In plasma filtration, blood enters into a plasma dialyzer with dialyzer fibers with pore size that exceeds that of a standard dialyzer. As a result, albumin, along with the plasma itself is easily capable of traversing the semipermeable membrane of the dialyzer and only larger molecular weight molecules such as red blood cells are prevented from traversing the membrane. Examples of such filters include the Evacure and Evaclio plasma separators from LINC medical, the Monet filter from Fresenius Medical Care, and the PlasmaFlo™ from Apheresis Technologies, Inc.
As a result of the distinction in the use of the dialyzer, the two dialysate ports are not used in an analogous way to dialysis. Instead of fresh dialysate entering one port and spent dialysate exiting the other, a portion of the blood plasma travels across the semipermeable membrane and exits one port of the dialyzer. The second dialyzer port is either not used, or used as a port to monitor pressure. Substitution fluid or saline must be introduced immediately after the plasma dialyzer through use of a fluid pump to replace the plasma that traverses the semipermeable membrane to maintain fluid balance. Additionally, the substitution fluid aides in the flow of the red-blood cells through the plasma dialyzer by reducing the hematocrit in the red-blood cell/plasma solution that exits the blood outlet port of the dialyzer. The intent of this substitution fluid addition is to maintain the hematocrit of the red-blood cell/plasma solution exiting the dialyzer.
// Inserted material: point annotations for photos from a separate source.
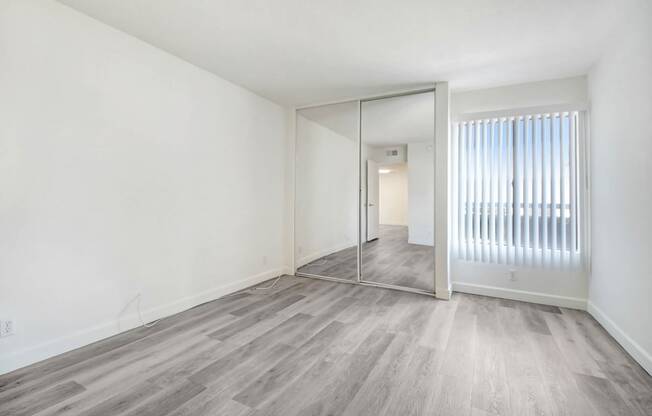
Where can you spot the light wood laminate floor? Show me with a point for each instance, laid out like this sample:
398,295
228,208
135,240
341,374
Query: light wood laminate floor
390,259
311,347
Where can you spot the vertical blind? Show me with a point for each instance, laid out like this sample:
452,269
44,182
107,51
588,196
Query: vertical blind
516,190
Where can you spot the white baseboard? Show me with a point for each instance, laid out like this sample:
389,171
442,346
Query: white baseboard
644,358
30,355
522,295
322,253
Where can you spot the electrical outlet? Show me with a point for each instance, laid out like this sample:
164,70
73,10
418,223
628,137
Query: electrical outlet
6,328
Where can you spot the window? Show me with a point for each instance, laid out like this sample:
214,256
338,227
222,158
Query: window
517,189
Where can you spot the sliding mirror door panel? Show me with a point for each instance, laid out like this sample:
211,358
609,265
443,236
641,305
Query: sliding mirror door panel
398,186
326,195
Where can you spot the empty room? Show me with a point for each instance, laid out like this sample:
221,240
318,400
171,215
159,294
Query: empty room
289,208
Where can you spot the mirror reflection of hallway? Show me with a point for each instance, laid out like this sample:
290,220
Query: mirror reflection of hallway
397,209
326,195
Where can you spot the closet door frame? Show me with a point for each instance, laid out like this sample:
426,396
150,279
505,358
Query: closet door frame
441,254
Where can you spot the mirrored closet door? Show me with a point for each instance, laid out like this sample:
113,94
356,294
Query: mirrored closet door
326,193
397,161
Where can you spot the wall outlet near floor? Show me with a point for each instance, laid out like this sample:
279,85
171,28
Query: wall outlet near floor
6,328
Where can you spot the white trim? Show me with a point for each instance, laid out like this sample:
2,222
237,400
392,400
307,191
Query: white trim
30,355
644,358
321,253
524,111
426,88
442,190
522,295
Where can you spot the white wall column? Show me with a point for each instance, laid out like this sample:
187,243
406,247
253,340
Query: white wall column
442,191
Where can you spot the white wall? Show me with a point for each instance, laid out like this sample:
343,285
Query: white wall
421,193
393,204
123,170
326,201
535,94
565,288
620,86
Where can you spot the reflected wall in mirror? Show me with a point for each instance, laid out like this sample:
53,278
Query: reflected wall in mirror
326,194
398,181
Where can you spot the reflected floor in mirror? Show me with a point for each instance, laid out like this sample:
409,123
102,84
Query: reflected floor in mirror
390,260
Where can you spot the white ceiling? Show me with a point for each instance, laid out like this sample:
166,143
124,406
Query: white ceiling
307,51
385,122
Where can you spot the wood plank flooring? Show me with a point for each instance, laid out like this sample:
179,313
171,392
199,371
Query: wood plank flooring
311,347
390,259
It also is generally the case for plasma filtration that a plasma pump is located downstream of the dialyzer port where the plasma exits the dialyzer. The purpose of this pump is to help facilitate the movement of the blood plasma through use of the pump with concurrent monitoring of the pressure in the plasma dialyzer at the second dialysate port. An anticoagulant such as Citrate or Heparin is also generally used for standard dialysis, plasma filtration, and continuous/discontinuous flow centrifugation. If it were desired to collect red blood cells instead of blood plasma, similar limitations may apply.
A limitation of plasma filtration is that the rate of plasma generated at the output of the plasma dialyzer dialysate port can only be a fraction of the input rate of whole blood into the dialyzer. This is because a fraction of the blood plasma will also exit through the blood outlet of the plasma dialyzer along with the red blood cell solution.
Accordingly, it would be desirable to provide a more efficient plasma generation method that may generate plasma at a rate approaching the rate of whole blood entering into the plasma dialyzer. It would also be desirable to provide a plasma generation method that does not require a plasma pump to facilitate the movement of blood plasma or a saline pump to maintain fluid balance, yet may still facilitate the movement of plasma across the semipermeable membrane in an analogous way.
Additionally, it would be desirable to provide a more efficient technique of red blood cell generation that does not require a plasma pump to facilitate the movement of blood plasma or a saline pump to maintain fluid balance.
Further, it would also be desirable to enhance current plasmadiafiltration techniques.